Thursday, January 1, 2015


My congregation celebrated Epiphany one week early this year, on December 28, the last Sunday of 2014.  It was the reading assigned as part of our congregation's experiment with a different set of Scripture readings for the year, called the "Narrative Lectionary."  I had also been thinking, since almost this time last year, about a using an worship experience called "Star Words" in our services on Epiphany Sunday.  Different words, suited to meditation and guidance, words you can think about and chew on and even consider a gift, are printed on stars and given out to worshippers on the day we hear about the magi who followed the star.  Each person chooses a word from the pile; that word becomes their word for the year, whatever the implications may be.

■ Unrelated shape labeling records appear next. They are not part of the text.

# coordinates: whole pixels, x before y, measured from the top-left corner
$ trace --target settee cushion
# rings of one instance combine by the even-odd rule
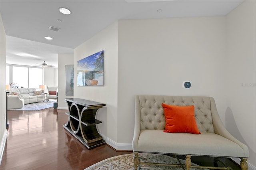
[[[154,136],[154,137],[152,137]],[[141,130],[138,142],[140,152],[190,154],[195,156],[240,158],[248,156],[234,142],[213,133],[200,135],[187,133],[165,133],[162,130]],[[184,147],[186,146],[186,147]]]
[[[49,91],[49,95],[56,95],[56,91]]]
[[[173,106],[162,103],[165,117],[164,132],[200,134],[195,119],[193,105]]]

Some of the words we used:  vision.  writing.  inspiration.  joy. discernment.  service.  teaching.  time.  comfort.  responsibility.  There were 163 words in all, so some we used more than once.  We printed them on pretty yellow stars with blue backs, the kind you can get at an art supply store.  On Sunday morning, we gave them out as people came up for communion, but at our small Saturday evening service there were only about 12 of us (it was the weekend after Christmas, after all), so I chose my star as part of the sermon, and we had everyone else choose their stars as well.

A new woman, sitting in the back of the chapel, got the word 'wisdom.'  Someone else, who I knew had experienced much loss this past year, got 'strength.'  A 91 year old man got 'leadership.'  Another woman, I remember, got the word 'judgment', and I could tell that she felt sort of uneasy about that.  She wanted a different word.  But for myself, I was relieved that if someone had to get the word judgment, it would be her, because she is one of the kindest, most gracious people I know.  I would be assured about her judgments.

We worried a bit about whether we had enough stars (we did).  Someone said if we ran out, people could make their own.  It was hard to explain that making your own wasn't the point; the point was picking a word which you did not choose.   I did tell a couple of people that they could choose another word, if they really felt the first one doesn't fit.  But the second one has also to be chosen from the pile as well;  you can't decide for yourself what your word will be, which is different, I think, from so much of our experience.  Like New Year's resolutions and goals, you make a list of what you want to do, who you want to be, and then you work on making it happen.  But the star is different.   It is not about what you make of your life, but about what comes to you, what is given to you.

As for me, I got the word "solitude."

I thought it an odd choice for the pastor, since so much of my vocation involves being around people.  Someone else did too:  she offered to change words with me.  She got "service", and was willing to take my "solitude."

I won't lie:  I knew what many of the words were, and I was kind of hoping for 'inspiration' (which was at the top of the star pile at one time) or 'time' or even 'writing' (something which would be on my list, if I was constructing a life).  But, instead I got 'solitude,' which I know, deep in my heart, is a gift, and which I both desire and fear, at the same time.  I know I need solitude, but I am not always sure what I will find when I am alone with myself.  Or maybe I suspect that I do know, and that is the problem.  Will solitude be inspiring for me, or will it be a big, empty space?  What will God say to me, if I give God room to say it?


bocklyke said...

I love the idea that our experiences - and hence our challenges - come to us. We don't choose them nor can we avoid them. Thank you for reminding me of this. Happy New Year!

Ann said...

I did this for years - Epiphany is the date of my ordination as a priest. So I would make star words as a gift to each person. One year I also made them in Spanish. I love the words that have come to me too. I have liked the SSJE words for Advent and Christmas too - one to savor each day.

Linda McMillan said...

I thought I'd embrace solitude when I first encountered it. I walked right up to it like a fool. It is scary, though. I found that out right away. Surprised me. But now I have more peace with it. The deep solitude, there's really not much there I think, but once in awhile I'll find something. The hard part, I think, is the getting there.